Gefundene Caches ist das Ergebnis aller unserer Eintragungen in Geocaching.com. Diese Auswertung liefert ein Makro in GSAK (FindStatGen3.gsk), das jedem zur Verfügung steht, der das GSAK-Programm lizenziert hat (weitere Erläuterungen dazu im Kapitel Ausrüstung). Da es nur wenig Aufwand bedeutet, dieses Makro auszuführen, machen wir nach jedem Cachetag ein Update unserer Statistik. Man erhält also durch Anklicken unserer Statistik einen aktuellen Stand unserer Leistungen (natürlich nur die Erfolge, wer erzählt schon gerne über seine Misserfolge!)

Die Tabelle Eigene Caches zeigt einen detaillierten statistischen Überblick über unsere eigenen Caches. Wir aktualisieren diese Liste fast täglich durch ein entsprechendes Pocket-Querry bei GC. Damit geben wir einen Überblick über unsere aktiven Caches und zeigen die "Besuchsrate" unserer Caches durch unsere Hobbyfreunde.

Wenn man allerdings mehr als 20 Cacheeinträge für einen Cache hat, bevor man dieses Querry aktualisiert, dann läuft einem die Statistik so langsam aus dem Ruder, da GC im Querry-Lauf nur die neuesten 20 Einträge erfasst. Abhilfe gibt's dazu aber auch. Unter GSAK im Register "Geocaching.com-Zugriff" gibt es den Befehl "Letzte Logs abrufen..."; damit kann man alle Logeinträge wieder in den Datenbestand reinholen.Im selben Register unter dem Befehl "Cache-Daten aktualisieren..." kann man außerdem alle anderen Cachedaten (z.B. Status, Favoritenpunktestand, Anzahl der Logs) aktualisieren. Nichts geht über eine saubere Statistik.

Irgendwann störte uns das "unvollständige" Bild der Übersicht Schwierigkeit/Gelände. Im Herbst 2009 waren nur noch 6 dieser D/T-Kombinationen in der Matrix zu füllen. Also machten wir uns auf den Weg auch diese "Lücken" noch zu schließen. Ein glücklicher Umstand fügte es, dass das Team Rheininsel fast vor dem gleichen "Problem" stand.

Der erste Anlauf war der Cache Tonne 6. Ein herrlicher Ausflug auf der Rurtalsperre bei unanständig schönem Herbstwetter. Und da wir schon mal in dieser Gegend waren, wurden an diesem Tag auch einige Caches in der näheren Umgebung eingesammelt.

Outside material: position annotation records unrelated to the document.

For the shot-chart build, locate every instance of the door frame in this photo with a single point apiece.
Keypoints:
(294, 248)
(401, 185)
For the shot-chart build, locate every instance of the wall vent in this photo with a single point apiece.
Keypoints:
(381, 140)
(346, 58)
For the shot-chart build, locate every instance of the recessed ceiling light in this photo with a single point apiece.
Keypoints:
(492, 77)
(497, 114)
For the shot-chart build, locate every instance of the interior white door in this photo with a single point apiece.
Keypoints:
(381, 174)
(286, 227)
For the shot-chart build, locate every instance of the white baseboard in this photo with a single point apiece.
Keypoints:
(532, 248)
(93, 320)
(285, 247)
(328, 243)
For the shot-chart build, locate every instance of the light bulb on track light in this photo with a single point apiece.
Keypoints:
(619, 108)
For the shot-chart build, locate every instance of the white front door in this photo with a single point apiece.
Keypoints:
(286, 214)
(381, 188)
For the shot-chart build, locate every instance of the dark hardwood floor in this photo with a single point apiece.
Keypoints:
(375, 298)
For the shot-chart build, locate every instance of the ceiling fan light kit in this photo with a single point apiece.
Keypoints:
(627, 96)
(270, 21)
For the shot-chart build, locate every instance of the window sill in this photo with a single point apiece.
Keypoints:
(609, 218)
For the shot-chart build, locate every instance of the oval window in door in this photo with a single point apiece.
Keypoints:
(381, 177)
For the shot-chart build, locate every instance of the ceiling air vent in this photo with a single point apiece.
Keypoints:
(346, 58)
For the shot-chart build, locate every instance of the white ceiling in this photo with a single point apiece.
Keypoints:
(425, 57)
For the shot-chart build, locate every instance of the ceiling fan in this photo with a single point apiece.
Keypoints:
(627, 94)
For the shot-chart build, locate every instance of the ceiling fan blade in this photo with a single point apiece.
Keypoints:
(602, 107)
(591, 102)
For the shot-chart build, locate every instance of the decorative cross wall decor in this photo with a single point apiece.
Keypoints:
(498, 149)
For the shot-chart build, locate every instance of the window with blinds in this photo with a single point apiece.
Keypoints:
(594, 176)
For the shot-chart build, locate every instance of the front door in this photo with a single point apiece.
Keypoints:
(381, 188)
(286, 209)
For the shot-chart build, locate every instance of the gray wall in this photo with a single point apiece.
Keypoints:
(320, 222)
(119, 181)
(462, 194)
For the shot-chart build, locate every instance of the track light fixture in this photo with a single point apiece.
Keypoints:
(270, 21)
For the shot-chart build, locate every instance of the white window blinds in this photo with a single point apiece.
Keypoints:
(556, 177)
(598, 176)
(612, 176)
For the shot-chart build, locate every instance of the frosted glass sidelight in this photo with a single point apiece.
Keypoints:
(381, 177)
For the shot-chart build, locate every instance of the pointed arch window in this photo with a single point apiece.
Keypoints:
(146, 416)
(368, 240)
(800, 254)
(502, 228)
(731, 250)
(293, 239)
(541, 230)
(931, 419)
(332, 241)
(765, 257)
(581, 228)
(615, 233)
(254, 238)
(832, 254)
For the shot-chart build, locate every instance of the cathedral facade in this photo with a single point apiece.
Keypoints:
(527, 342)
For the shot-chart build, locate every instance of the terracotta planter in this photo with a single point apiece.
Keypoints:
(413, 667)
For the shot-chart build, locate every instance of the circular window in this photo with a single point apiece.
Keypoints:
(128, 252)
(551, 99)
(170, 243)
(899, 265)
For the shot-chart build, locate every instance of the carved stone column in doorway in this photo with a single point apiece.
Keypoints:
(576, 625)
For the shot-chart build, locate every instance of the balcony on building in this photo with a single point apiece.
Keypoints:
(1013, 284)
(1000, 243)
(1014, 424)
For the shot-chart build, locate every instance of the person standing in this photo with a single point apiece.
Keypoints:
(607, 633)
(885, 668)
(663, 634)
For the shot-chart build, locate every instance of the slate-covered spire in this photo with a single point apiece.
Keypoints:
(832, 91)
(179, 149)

Schon einen Tag später wurde der Cache Himmelblau angegangen. Das Rätsel fanden wir nicht so schwierig, aber die Lokation versprach knackig zu werden. So vergewisserten wir uns vor dem Landgang beim Owner, dass wir richtig geraten hatten und zogen dann erst los. Wir wurden nicht enttäuscht. Umgebung und Versteck vom Cache waren genau nach unserem (zugegebenermaßen etwas ausgefallenen) Geschmack. (Der Cache ist seit Januar 2010 archiviert.)

Jetzt ging's den Hühnern an den Kragen. 1001 Broiler Anfang Oktober 2009 war die nächste Station auf dem Weg zur vollständigen Matrix. Zunächst fanden wir den Einstieg nicht. Waldarbeiter hatten die Umgebung von Station 1 einfach platt gemacht. Aber mit viel Dusel, ein paar unterstützenden Kommentaren aus der TJ-Hotline und letztlich etwas Plausibilisieren konnten wir den ansonsten geländemäßig leichten Parcours meistern. Hinweis: Der Cache ist seit Feb. 2010 archiviert!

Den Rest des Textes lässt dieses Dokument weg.